Security Model and Isolation
The container isolation model matters for anything involving arbitrary code execution. The architecture here follows the same patterns as similar hosted sandboxing systems. The expected guarantees for hosted containers of this kind include container-level isolation between sessions using separate filesystems and process namespaces, network egress controls to limit what containers can reach, resource limits on CPU and memory to prevent runaway processes, and session-scoped state that does not persist after session termination unless explicitly exported.
This puts the security burden on OpenAI rather than on the developer. The trade-off is giving up control over the execution environment: you cannot supply a custom base image, configure specific kernel parameters, or audit the host infrastructure. For teams running regulated workloads or requiring specific compliance postures, running equivalent infrastructure on self-managed Kubernetes with gVisor or Firecracker provides more control at the cost of more operational surface area. The hosted model is the right default for teams that do not want that complexity.
The Agents SDK Layer
The computer environment integrates cleanly with the OpenAI Agents SDK, which provides higher-level abstractions over the raw Responses API. The SDK’s shell tool surfaces the same capability with the agentic loop already managed, and the tracing infrastructure records each turn including tool inputs and outputs.

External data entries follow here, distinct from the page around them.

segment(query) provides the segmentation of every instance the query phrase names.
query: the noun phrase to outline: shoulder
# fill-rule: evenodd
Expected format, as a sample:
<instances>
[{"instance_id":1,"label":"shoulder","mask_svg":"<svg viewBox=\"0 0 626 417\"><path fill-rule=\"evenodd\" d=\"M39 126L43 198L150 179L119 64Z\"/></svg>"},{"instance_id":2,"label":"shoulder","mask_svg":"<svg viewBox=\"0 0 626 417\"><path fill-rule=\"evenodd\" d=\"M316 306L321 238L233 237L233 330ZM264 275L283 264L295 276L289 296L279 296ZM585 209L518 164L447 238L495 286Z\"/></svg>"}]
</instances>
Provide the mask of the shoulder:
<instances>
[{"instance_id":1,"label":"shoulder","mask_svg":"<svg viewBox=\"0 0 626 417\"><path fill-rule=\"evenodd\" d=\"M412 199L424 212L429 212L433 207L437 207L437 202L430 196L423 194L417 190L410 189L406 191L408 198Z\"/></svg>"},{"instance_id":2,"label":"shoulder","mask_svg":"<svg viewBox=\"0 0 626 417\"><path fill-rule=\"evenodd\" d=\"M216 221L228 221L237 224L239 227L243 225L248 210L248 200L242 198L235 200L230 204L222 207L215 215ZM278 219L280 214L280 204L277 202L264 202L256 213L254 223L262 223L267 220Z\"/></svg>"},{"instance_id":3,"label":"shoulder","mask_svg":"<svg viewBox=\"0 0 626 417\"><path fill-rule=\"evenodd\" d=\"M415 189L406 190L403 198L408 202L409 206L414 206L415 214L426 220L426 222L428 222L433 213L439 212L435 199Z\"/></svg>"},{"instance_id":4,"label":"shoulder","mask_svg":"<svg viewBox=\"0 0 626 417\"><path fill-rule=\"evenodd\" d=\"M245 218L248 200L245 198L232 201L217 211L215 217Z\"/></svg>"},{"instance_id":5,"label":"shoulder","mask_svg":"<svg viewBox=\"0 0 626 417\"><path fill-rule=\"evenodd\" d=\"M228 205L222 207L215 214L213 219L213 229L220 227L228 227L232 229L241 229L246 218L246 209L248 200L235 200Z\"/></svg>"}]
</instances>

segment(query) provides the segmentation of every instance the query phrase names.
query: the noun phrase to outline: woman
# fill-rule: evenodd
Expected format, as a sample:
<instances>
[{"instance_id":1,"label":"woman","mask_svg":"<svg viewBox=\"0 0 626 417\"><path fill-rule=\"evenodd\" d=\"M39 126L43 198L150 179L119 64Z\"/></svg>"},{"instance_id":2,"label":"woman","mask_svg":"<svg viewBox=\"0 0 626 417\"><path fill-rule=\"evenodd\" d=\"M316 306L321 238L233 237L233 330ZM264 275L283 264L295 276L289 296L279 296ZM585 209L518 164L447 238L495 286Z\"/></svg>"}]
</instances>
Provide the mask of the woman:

from agents import Agent, Runner, ShellTool
agent = Agent(
name="build-agent",
model="gpt-4o",
tools=[ShellTool()],
instructions=(
"You are a build agent. When given a repository path, "
"run the test suite and report any failures with full context "

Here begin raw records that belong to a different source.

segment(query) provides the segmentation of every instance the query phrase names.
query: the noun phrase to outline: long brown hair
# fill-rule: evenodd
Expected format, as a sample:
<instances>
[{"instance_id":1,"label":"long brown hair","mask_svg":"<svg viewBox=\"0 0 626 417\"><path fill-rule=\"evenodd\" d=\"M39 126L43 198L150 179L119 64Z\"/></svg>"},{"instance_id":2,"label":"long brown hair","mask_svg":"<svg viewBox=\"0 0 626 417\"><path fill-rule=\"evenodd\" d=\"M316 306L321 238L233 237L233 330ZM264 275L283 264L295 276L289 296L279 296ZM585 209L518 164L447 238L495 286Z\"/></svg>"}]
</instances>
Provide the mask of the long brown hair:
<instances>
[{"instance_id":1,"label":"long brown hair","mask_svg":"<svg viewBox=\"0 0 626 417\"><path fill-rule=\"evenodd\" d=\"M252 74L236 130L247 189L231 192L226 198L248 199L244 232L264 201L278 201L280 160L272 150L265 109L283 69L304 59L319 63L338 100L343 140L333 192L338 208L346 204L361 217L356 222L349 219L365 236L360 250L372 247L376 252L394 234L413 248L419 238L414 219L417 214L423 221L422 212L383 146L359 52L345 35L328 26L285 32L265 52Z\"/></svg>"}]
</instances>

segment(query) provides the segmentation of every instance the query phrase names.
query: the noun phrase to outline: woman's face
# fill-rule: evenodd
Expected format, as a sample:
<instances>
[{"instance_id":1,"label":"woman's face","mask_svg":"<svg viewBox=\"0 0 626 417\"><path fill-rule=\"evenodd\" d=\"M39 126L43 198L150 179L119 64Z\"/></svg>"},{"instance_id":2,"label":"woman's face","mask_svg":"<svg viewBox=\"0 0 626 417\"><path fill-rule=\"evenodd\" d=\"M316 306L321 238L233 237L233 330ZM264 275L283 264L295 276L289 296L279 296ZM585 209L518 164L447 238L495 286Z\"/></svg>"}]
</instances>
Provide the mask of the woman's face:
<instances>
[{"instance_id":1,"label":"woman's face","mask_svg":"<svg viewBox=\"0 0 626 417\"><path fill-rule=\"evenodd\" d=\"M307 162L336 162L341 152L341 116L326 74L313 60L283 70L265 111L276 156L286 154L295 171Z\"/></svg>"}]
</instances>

"including the relevant source lines."
)
)
result = await Runner.run(agent, "Run tests in /workspace/myproject")
print(result.final_output)
The tracing piece is worth emphasizing. When an agent takes fifteen steps across multiple tool calls and produces unexpected output, understanding where it diverged requires a complete record of each action and its result. The SDK emits structured traces that integrate with OpenAI’s dashboard and with third-party observability platforms. This is infrastructure that teams building on raw API calls have to build themselves, and getting it right is not trivial.
What This Architecture Signals
The pattern OpenAI is building toward is an agent that has everything it needs within the API boundary: tools, compute, persistent state, and network access. The developer provides the task; the platform handles execution. This is a fundamentally different model than running your own agent loop with API calls for model inference.

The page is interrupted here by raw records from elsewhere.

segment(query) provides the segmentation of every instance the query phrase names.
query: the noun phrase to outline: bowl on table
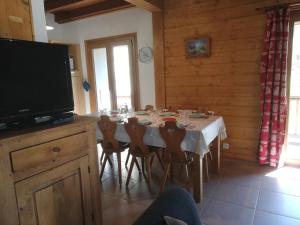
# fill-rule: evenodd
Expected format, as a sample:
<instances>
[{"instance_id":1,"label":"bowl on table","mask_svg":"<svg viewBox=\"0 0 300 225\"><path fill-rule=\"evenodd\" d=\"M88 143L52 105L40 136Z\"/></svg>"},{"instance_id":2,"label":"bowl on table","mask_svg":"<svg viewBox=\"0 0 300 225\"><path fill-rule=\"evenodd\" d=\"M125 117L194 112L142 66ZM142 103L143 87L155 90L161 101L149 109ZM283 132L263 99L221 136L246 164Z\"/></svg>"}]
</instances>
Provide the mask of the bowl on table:
<instances>
[{"instance_id":1,"label":"bowl on table","mask_svg":"<svg viewBox=\"0 0 300 225\"><path fill-rule=\"evenodd\" d=\"M162 121L164 121L164 122L169 122L169 121L173 122L173 121L176 121L176 118L174 118L174 117L164 117L164 118L162 118Z\"/></svg>"}]
</instances>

The lock-in question is real. An agent built on hosted containers, server-side state, and built-in tool execution is tightly coupled to OpenAI’s platform. Moving to Anthropic’s API or a local model requires rebuilding the execution environment from scratch. The LangChain and LlamaIndex ecosystems exist partly as an abstraction layer over exactly this kind of coupling.
The counter-argument is that the hardest parts of running reliable agents at scale are not model selection; they are execution isolation, state management, error recovery, and observability. Offloading those to the platform eliminates a significant category of engineering work. For teams without dedicated infrastructure engineers, the hosted model lowers the barrier to production deployment substantially.
The Responses API started as a cleaner interface for agentic workloads. The computer environment update from March 2026 turns it into the runtime those workloads actually need to execute.